- In a survey of 146 U.S. C-suite hospital executives, reducing costs rose to the top of corporate concerns, the Advisory Board Company found. Nearly two-thirds (62%) of respondents said they were concerned about preparing their organization for sustainable cost control, while 56% cited innovative approaches to expense reduction.
- Following costs, executives were concerned about exploring diversified, innovative revenue streams (56%), boosting outpatient procedural market share (50%) and meeting rising consumer demands for services (50%).
- Meeting consumer demands jumped to the fifth spot this year from 10th in 2017, reflecting growing emphasis on patient engagement and the patient experience. None of the top five concerns from 2016 make this year’s top five list.
Given the 5,534 registered hospitals recognized by the American Hospital Association, the survey sample is small. Still, it reflects the deepening financial strains hospitals face with rising labor and supply costs, lower volumes and cuts to reimbursement.
Expense reduction overtook expanding outpatient access, which was last year’s top concern and remains a major focus as more care delivery shifts to urgent care and ambulatory medical centers.
“Health system CEOs recognize that any effective growth or financial sustainability strategy must be built on competitive cost structure in order for their enterprises to deliver high-quality, cost-effective care to the patients they serve,” Christopher Kerns, executive director for research at Advisory Board, said in a statement. “The entrance of nontraditional health care providers, such as retailers and consumer-focused imaging and surgery centers, adds to the urgency of health systems improving cost structures, sometimes radically so, such as redesigning staffing models, rationalizing services lines across their market, and even transforming their facility footprint.”

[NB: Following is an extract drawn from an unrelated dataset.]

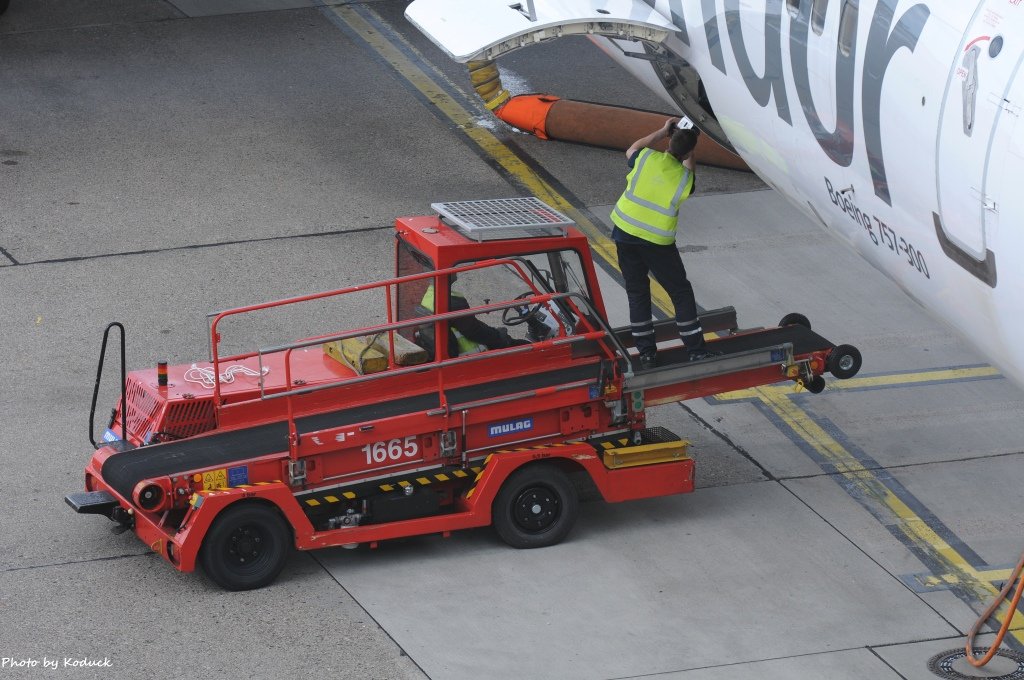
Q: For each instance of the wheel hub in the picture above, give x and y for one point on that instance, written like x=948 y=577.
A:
x=537 y=509
x=245 y=544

Reducing costs can be complicated in healthcare. Costs of labor and medical supplies are rising. There’s uncertainty about the Affordable Care Act and value-based payment structures as well as uncertainty about future revenue growth. Last year, Tenet Healthcare announced it would cut 1,300 jobs to bridge a budget gap, while Lahey Health said it would lay off 75 employees.
To help improve efficiency and reduce uncertainty, many hospitals are automating their supply chains to increase visibility, improve forecasting and reduce costs across the enterprise. This is especially a concern as organizations move to value-based models.

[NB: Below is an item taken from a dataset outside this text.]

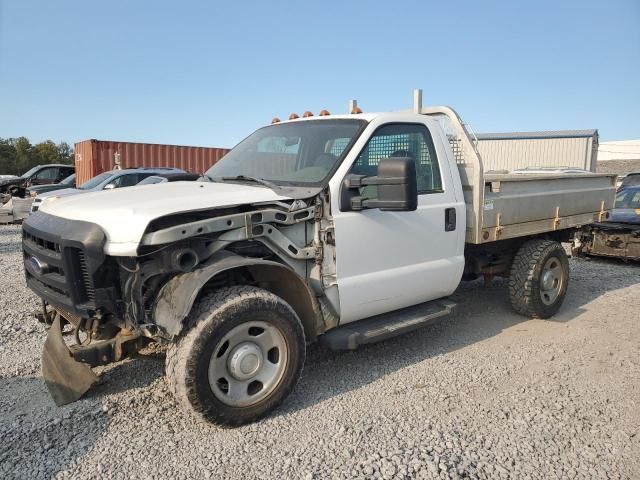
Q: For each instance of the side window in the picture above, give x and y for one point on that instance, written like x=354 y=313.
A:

Revenue cycle management is another key focus in maintaining cost controls over time. To that end, analytics and EHRs can serve as tools to identify where clinical variation exists and target savings.
“Getting the culture aligned on incentives is what makes supply chains successful,” Ben Isgur, director of PricewaterhouseCoopers’ Health Research Institute, told Healthcare Dive in in an interview last year.